Here was Courtney's take on Osgood: "To me, it seems he has all the ability to be a front-line guy. We'll just have to see if that continues over to the game, because it's different in practice than in games. But he has a chance. He has tremendous potential. He could be the Jon Jaques of this year, a guy that didn't play but who ended up having a great role in his senior season. We're really hoping that he develops into a front line guy for us."

Courtney on Figini: "He's athletic as heck and a tremendous defender already. We have to get him a little better offensively. He's a great athlete. He's strong enough now to defend and rebound, and he's a guy who can definitely have a role on this team."

Who can't? That seems to be the prevailing question right now. How deep can Cornell be this season?

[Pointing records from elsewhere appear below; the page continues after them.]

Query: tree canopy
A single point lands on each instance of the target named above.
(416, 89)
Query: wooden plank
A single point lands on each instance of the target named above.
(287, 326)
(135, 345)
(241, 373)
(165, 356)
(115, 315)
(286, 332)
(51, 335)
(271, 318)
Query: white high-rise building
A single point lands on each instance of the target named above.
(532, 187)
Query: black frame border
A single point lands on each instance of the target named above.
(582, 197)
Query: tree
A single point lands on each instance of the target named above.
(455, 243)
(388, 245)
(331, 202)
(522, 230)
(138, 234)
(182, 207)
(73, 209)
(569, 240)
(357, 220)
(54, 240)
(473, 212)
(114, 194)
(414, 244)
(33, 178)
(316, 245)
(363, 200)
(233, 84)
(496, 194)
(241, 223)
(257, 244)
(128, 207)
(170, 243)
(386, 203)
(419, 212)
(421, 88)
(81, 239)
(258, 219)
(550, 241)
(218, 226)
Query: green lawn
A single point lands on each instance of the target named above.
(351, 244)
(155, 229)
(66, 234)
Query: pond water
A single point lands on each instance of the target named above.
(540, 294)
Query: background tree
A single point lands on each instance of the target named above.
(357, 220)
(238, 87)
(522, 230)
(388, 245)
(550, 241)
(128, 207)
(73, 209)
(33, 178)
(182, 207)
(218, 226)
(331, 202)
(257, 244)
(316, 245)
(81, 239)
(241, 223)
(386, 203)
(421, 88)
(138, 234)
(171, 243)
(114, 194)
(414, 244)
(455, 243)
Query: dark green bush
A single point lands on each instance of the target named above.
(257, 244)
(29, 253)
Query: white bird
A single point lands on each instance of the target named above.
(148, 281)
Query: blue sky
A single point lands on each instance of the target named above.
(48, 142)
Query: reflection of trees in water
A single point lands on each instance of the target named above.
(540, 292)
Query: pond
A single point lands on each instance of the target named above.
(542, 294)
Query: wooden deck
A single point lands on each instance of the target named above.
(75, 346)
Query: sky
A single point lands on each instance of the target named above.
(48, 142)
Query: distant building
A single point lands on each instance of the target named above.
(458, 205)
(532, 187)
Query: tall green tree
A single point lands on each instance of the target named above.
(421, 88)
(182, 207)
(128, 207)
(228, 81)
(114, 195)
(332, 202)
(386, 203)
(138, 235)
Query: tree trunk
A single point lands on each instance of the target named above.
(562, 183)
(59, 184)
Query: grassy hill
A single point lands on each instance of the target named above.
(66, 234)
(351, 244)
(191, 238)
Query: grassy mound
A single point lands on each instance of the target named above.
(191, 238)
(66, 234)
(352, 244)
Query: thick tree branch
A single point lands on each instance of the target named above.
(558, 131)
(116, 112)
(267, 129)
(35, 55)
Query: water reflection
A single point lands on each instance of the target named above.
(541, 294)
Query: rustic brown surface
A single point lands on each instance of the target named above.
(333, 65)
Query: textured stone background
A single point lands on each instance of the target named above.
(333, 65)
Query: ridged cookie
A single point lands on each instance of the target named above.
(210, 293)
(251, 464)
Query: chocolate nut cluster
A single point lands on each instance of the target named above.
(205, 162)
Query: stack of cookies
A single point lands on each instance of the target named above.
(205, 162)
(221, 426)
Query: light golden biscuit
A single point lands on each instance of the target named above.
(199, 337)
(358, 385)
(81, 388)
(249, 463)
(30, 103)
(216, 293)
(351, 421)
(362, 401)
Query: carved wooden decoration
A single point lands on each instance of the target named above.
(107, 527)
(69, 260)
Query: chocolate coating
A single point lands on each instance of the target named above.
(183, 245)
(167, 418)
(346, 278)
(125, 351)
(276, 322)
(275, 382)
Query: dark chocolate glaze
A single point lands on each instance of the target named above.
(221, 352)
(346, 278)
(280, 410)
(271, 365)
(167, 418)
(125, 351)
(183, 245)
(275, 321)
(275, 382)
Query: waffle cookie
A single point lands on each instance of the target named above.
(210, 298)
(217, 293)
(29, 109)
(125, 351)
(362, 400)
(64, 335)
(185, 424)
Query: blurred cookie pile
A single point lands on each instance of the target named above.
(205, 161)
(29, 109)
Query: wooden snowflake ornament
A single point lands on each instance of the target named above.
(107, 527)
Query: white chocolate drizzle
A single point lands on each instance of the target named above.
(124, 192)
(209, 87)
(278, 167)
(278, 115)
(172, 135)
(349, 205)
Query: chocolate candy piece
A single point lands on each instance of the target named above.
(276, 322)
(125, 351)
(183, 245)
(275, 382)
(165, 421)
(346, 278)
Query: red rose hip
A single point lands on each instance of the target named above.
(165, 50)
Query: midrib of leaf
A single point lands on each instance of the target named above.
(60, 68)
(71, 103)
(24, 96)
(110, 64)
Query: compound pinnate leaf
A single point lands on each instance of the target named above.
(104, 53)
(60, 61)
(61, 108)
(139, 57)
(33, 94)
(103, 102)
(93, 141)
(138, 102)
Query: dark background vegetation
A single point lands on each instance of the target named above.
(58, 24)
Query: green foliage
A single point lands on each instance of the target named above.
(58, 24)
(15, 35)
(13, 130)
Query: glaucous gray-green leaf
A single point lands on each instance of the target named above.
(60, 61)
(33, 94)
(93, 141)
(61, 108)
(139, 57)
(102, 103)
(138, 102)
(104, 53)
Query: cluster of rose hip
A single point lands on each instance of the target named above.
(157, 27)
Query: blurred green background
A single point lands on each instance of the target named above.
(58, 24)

"Deep," Courtney said. "(We're) going to have to be. We have a lot of guys who are so similar. I think we won't be afraid to throw guys in the game, and hopefully our team will play to exhaustion, the guys that are in there, because their teammates have their back."

So that's the last post before the start of the season - first practice is scheduled for 7:30 p.m. Friday night. Lots of unknowns, but lots of great story lines to follow over the next few months. Let the fun begin.


Anonymous said...

Brian Delaney just tweeted a Brown article that says Albrecht won't be eligible until 2011-12.

Anonymous said...

Albrecht is a chucker, much in the mold of Alex Zampier. He doesn't impress me at all. Kind of glad he didn't end up coming here.

The Cornell Basketball Blog said...

They don't need him anymore.

They filled his gap with Ferry.

They've also got all their guards returning plus added Cancer, Cherry and Miller.

He's got some talent, but really not a loss for Cornell at this point.

Anonymous said...

How many years of eligibility does Albrecht have left? 2?

The Cornell Basketball Blog said...

Two and possibly a third upon application.